Russische Hacker greifen Microsoft 365 an

Die russische Spionagegruppe APT29 setzt ihre Angriffe auf Microsoft 365 fort. Sie deaktiviert Lizenzen und hebelt Multi-Faktor-Authentifizierung (MFA) aus.

APT29 ist eine russische Spionagegruppe, die Mandiant seit mindestens 2014 verfolgt und die wahrscheinlich vom Auslandsgeheimdienst (SVR) gesponsert wird. Mandiant stellt weiterhin APT29-Operationen fest, die sich gegen die Interessen der Vereinigten Staaten (USA), der NATO und von Partnerländern richten. Trotz der Veröffentlichung mehrerer APT29-Operationen sind diese weiterhin äußerst produktiv. Im Jahr 2022 konzentrierte sich die APT29 auf Organisationen, die für die Beeinflussung und Gestaltung der Außenpolitik von NATO-Ländern verantwortlich sind. Dabei hat APT29 in mehreren Fällen Opfer, die bereits Jahre oder manchmal nur Monate zuvor kompromittiert wurden, erneut angegriffen. Diese Hartnäckigkeit und Aggressivität deuten auf ein anhaltendes Interesse an diesen Informationen und eine strikte Beauftragung durch die russische Regierung hin.

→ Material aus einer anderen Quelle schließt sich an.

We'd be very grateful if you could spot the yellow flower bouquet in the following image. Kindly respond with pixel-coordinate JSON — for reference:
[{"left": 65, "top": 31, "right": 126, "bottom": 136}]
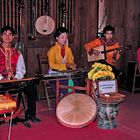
[{"left": 88, "top": 63, "right": 115, "bottom": 81}]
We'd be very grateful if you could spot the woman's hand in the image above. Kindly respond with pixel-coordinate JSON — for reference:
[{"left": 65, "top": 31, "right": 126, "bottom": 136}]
[{"left": 66, "top": 63, "right": 77, "bottom": 70}]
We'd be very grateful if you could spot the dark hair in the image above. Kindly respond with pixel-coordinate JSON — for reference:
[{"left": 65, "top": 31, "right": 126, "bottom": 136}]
[
  {"left": 1, "top": 25, "right": 15, "bottom": 35},
  {"left": 103, "top": 25, "right": 115, "bottom": 34},
  {"left": 54, "top": 27, "right": 68, "bottom": 41}
]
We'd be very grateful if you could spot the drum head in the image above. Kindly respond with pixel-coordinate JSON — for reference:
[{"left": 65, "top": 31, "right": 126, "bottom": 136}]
[
  {"left": 56, "top": 93, "right": 97, "bottom": 128},
  {"left": 35, "top": 15, "right": 55, "bottom": 35}
]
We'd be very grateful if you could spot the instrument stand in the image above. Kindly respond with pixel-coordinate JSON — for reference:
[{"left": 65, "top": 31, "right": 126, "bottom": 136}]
[
  {"left": 12, "top": 117, "right": 31, "bottom": 128},
  {"left": 12, "top": 92, "right": 31, "bottom": 128}
]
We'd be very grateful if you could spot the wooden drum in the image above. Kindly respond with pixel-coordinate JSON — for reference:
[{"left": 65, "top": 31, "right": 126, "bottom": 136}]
[{"left": 56, "top": 93, "right": 97, "bottom": 128}]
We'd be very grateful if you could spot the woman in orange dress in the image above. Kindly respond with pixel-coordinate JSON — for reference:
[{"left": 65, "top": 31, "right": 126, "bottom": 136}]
[{"left": 84, "top": 25, "right": 124, "bottom": 80}]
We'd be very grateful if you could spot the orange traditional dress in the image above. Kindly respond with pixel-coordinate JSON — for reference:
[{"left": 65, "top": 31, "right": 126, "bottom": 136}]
[{"left": 84, "top": 37, "right": 120, "bottom": 66}]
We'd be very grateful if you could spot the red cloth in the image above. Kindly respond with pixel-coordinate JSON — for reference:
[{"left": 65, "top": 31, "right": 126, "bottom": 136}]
[
  {"left": 61, "top": 47, "right": 65, "bottom": 58},
  {"left": 137, "top": 48, "right": 140, "bottom": 64},
  {"left": 0, "top": 46, "right": 20, "bottom": 77}
]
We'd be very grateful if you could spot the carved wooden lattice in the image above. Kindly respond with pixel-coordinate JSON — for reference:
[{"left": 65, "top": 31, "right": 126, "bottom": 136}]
[{"left": 56, "top": 0, "right": 73, "bottom": 33}]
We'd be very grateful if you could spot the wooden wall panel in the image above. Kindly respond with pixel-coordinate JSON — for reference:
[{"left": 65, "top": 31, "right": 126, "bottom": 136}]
[{"left": 107, "top": 0, "right": 140, "bottom": 71}]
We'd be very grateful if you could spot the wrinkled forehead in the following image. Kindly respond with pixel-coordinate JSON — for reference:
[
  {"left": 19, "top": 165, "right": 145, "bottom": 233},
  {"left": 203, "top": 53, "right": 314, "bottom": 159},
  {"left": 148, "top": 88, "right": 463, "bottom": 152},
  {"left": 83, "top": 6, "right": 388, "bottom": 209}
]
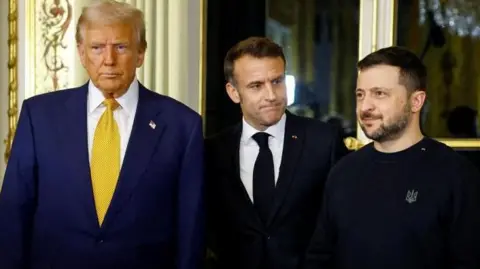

Mandiant hat beobachtet, dass APT29 weiterhin außergewöhnliche operative Sicherheit und fortschrittliche Taktiken für Microsoft 365 an den Tag legt.

Deaktivierung von Lizenzen

Microsoft 365 verwendet eine Vielzahl von Lizenzmodellen, um den Zugriff eines einzelnen Benutzers auf die Dienste der Microsoft 365-Produktreihe zu steuern. Die Lizenzen können auch Sicherheits- und Compliance-Einstellungen vorgeben, wie z. B. die Aufbewahrung von Protokollen und die Protokollierung von Mail Items Accessed innerhalb von Purview Audit. Die gängigsten Lizenzen sind E1, E3 und E5; es gibt jedoch eine Vielzahl anderer Lizenzpläne und granularer Add-Ons, die die Lizenzierung in M365 komplex machen.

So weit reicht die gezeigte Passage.